Em entrevista ao No Ataque, nesta quarta-feira (10/05), Hugo Jorge Bravo, que também é major da Polícia Militar de Goiás, relembrou como descobriu a atuação da organização criminosa, que já resultou em duas fases da Operação Penalidade Máxima. O mandatário do Vila Nova-GO ainda deu detalhes sobre a conversa que teve com o empresário Bruno Lopez de Moura, apontado pelo Ministério Público como líder do esquema. Ele também contou como foi procurado por presidentes de outros times após a repercussão do caso. 

Ao ser questionado pela reportagem se acredita que esses dirigentes já sabiam do esquema, mas se omitiram, o presidente do Vila Nova-GO foi enfático: “Eu tenho certeza absoluta.
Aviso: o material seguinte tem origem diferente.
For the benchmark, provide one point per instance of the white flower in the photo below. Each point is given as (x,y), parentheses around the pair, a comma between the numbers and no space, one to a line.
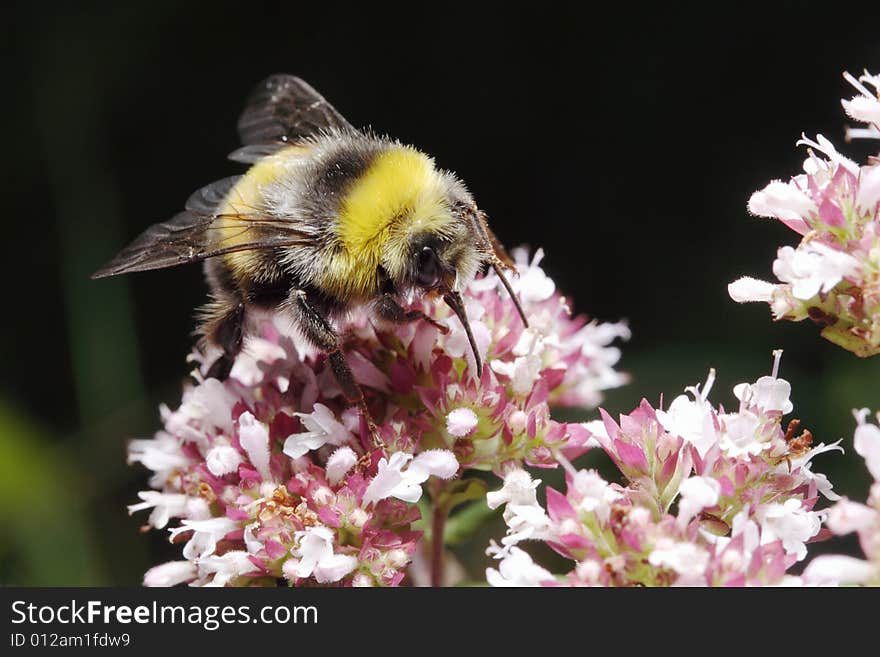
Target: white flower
(869,188)
(813,268)
(170,505)
(691,420)
(523,372)
(222,458)
(393,481)
(322,428)
(784,201)
(254,439)
(847,516)
(867,443)
(518,488)
(687,559)
(767,393)
(532,285)
(170,573)
(697,493)
(339,463)
(461,421)
(747,289)
(740,435)
(254,357)
(207,405)
(206,533)
(517,569)
(803,462)
(790,523)
(316,556)
(526,522)
(596,494)
(865,107)
(834,569)
(225,567)
(161,454)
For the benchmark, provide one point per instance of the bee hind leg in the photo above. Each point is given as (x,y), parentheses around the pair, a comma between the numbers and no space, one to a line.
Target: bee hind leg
(318,330)
(388,308)
(223,326)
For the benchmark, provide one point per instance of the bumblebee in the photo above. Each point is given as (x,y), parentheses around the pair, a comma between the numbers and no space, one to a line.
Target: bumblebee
(327,218)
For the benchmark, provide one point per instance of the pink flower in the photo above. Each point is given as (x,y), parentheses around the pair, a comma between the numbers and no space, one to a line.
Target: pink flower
(830,277)
(271,477)
(846,517)
(693,510)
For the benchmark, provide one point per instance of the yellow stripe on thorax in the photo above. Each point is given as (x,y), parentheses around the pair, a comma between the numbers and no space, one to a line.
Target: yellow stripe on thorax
(398,195)
(245,198)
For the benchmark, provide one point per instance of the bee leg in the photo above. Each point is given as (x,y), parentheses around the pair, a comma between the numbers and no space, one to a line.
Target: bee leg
(388,308)
(227,332)
(317,330)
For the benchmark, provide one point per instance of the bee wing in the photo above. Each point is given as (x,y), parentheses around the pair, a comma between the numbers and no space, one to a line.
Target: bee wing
(284,108)
(200,232)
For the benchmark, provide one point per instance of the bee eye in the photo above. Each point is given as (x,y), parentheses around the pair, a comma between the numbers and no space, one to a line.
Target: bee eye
(427,268)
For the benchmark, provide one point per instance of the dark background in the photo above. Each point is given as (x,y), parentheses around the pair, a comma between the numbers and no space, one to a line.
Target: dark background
(625,143)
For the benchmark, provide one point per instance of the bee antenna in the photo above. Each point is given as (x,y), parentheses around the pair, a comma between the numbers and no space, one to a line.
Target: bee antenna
(506,283)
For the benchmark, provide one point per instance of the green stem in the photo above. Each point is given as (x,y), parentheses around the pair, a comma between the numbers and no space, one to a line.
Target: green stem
(438,525)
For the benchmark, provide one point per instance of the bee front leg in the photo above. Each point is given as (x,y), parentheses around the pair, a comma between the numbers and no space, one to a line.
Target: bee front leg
(223,325)
(387,308)
(319,332)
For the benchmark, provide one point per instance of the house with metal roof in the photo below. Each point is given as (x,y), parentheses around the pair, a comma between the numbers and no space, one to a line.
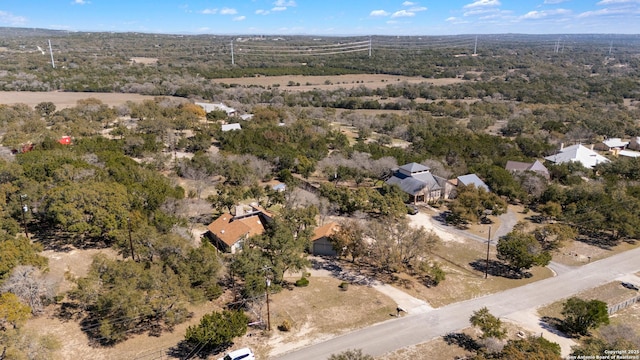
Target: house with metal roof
(418,181)
(536,167)
(577,153)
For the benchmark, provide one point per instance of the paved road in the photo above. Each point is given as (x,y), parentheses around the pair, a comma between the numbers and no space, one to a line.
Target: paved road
(414,329)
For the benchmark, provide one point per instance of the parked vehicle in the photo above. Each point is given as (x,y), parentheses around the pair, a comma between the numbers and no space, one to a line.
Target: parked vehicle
(240,354)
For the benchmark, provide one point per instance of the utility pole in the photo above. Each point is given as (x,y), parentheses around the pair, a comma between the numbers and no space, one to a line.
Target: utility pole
(268,313)
(23,209)
(233,62)
(130,240)
(486,269)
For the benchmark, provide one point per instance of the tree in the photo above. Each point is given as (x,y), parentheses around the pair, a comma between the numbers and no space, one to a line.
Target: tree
(471,205)
(353,354)
(531,348)
(12,311)
(45,108)
(522,251)
(396,244)
(349,239)
(27,284)
(490,325)
(582,315)
(217,329)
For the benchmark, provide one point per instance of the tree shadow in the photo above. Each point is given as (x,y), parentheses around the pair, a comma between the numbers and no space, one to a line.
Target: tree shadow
(498,268)
(186,350)
(462,340)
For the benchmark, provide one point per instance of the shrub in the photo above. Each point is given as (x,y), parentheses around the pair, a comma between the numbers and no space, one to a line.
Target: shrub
(285,326)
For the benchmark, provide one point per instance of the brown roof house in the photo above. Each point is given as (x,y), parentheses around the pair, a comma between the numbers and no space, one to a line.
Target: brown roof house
(536,167)
(229,232)
(320,240)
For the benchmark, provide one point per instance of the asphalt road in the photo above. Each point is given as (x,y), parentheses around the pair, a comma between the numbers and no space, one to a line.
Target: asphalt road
(414,329)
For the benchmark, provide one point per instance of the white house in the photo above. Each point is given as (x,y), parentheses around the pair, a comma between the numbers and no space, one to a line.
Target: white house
(578,153)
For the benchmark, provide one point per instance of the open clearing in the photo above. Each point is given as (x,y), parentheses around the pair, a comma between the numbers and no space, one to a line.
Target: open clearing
(64,100)
(331,82)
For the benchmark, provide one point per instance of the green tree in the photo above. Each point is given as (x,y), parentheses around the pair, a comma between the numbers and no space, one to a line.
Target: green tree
(352,354)
(12,311)
(581,315)
(531,348)
(490,325)
(471,204)
(522,251)
(217,329)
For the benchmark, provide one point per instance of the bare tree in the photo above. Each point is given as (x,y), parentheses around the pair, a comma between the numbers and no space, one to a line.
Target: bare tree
(27,283)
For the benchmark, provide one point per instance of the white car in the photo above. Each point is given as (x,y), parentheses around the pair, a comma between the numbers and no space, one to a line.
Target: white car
(240,354)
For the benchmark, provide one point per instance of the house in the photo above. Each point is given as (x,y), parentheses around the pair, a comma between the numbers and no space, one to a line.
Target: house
(536,167)
(65,140)
(229,232)
(472,179)
(321,245)
(613,144)
(577,153)
(229,127)
(208,107)
(418,181)
(634,144)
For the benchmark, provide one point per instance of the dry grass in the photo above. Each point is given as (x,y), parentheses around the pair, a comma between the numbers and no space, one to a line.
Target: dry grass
(438,349)
(332,82)
(463,281)
(612,293)
(64,100)
(322,310)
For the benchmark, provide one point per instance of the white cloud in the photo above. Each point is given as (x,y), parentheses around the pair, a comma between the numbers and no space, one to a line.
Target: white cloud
(545,13)
(284,3)
(603,12)
(228,11)
(403,13)
(482,3)
(611,2)
(9,18)
(378,13)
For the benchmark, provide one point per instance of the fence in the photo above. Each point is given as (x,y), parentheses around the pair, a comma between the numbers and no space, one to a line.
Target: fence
(623,305)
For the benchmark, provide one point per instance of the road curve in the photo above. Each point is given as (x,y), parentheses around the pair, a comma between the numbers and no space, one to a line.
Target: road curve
(414,329)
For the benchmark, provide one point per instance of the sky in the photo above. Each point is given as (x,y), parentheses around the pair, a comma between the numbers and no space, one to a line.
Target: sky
(327,17)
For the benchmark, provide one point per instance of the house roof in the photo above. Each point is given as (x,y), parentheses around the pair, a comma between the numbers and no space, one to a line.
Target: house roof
(231,231)
(413,168)
(629,153)
(325,231)
(535,166)
(615,143)
(208,107)
(229,127)
(472,179)
(517,166)
(587,157)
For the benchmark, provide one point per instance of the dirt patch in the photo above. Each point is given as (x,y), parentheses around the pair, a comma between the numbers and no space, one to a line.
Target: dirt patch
(331,82)
(64,100)
(322,310)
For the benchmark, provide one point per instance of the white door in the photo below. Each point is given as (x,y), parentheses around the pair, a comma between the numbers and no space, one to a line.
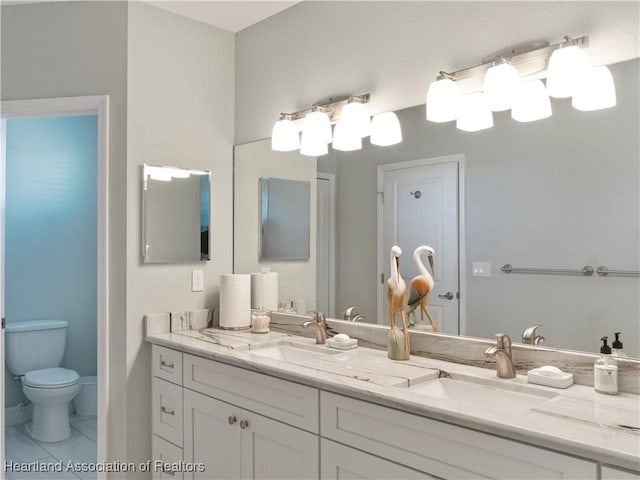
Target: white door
(3,129)
(325,246)
(420,207)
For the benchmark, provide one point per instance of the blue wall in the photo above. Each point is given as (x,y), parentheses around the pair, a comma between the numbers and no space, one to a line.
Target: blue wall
(50,244)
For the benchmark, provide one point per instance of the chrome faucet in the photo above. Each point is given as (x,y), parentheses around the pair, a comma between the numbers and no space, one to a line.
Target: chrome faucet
(529,336)
(320,324)
(502,354)
(351,316)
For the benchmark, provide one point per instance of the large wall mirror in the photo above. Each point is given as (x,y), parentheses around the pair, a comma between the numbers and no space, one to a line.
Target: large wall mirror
(558,193)
(175,214)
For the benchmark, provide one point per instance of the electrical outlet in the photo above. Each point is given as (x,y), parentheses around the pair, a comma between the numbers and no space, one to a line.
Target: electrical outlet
(197,280)
(481,269)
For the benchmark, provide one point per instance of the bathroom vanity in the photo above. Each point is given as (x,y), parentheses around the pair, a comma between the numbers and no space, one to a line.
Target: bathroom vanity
(242,405)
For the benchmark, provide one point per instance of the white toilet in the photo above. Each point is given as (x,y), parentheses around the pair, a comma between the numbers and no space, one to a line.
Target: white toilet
(34,351)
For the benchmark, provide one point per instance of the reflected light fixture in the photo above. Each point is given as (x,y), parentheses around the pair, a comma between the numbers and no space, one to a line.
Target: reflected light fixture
(353,123)
(285,136)
(513,80)
(385,129)
(596,92)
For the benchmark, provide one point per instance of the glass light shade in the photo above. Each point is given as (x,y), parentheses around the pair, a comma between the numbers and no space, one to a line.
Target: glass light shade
(500,86)
(313,145)
(596,91)
(531,103)
(443,99)
(385,129)
(355,116)
(284,136)
(567,68)
(346,138)
(475,113)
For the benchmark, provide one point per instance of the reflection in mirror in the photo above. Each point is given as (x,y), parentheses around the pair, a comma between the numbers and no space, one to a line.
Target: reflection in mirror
(175,214)
(559,193)
(284,219)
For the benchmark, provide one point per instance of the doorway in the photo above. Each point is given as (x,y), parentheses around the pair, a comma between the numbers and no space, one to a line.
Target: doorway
(421,203)
(95,110)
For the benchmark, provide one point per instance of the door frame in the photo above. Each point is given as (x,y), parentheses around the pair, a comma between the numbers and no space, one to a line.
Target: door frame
(86,105)
(331,178)
(383,256)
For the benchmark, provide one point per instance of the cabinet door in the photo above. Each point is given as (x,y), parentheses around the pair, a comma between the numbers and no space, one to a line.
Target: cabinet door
(165,453)
(341,462)
(211,437)
(273,450)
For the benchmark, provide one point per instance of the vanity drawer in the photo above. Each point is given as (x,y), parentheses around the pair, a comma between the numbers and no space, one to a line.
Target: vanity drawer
(167,364)
(438,448)
(165,452)
(281,400)
(166,404)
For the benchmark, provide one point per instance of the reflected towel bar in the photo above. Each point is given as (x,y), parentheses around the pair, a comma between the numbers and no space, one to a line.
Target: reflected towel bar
(604,271)
(587,270)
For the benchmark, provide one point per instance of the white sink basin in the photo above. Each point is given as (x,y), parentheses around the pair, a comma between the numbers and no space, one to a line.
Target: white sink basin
(516,399)
(294,353)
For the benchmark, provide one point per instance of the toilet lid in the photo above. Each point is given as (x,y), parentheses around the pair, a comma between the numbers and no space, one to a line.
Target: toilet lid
(51,378)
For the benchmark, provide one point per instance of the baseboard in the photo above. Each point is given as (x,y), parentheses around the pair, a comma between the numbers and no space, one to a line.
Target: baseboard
(17,415)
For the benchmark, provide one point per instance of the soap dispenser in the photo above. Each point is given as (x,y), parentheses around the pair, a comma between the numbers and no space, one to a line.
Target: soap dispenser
(616,347)
(605,371)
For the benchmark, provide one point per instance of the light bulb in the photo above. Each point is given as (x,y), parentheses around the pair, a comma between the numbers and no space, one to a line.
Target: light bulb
(356,117)
(531,103)
(475,113)
(567,68)
(346,138)
(443,98)
(385,129)
(596,91)
(500,85)
(284,136)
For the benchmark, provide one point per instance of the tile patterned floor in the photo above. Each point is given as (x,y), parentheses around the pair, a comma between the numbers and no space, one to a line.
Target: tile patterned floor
(80,448)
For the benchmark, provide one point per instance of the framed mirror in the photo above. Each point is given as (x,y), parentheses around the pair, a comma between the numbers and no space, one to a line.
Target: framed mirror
(175,214)
(284,219)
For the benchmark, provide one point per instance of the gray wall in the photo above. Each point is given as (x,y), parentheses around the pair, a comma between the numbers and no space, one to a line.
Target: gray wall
(318,49)
(180,113)
(558,193)
(72,49)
Só que eu não posso atribuir a eles uma responsabilidade porque às vezes eles não tinham uma expertise de buscar [mais informações]. Às vezes eles não tiveram coragem para fazer. Não estou dizendo que sou mais corajoso que os outros, não tem nada a ver. Mas para mim, que estou acostumado a mexer com coisa muito pior do que essa por ser policial, isso daí não me assusta!”, afirmou.

“Mas eu tenho a convicção e sei de presidentes que, inclusive, me ligaram pedindo opiniões porque sabem que aconteceu e, às vezes, por não saber como operar isso, porque não são da área de segurança, ficam com receio. Mas eu tenho certeza que sabem”, reiterou.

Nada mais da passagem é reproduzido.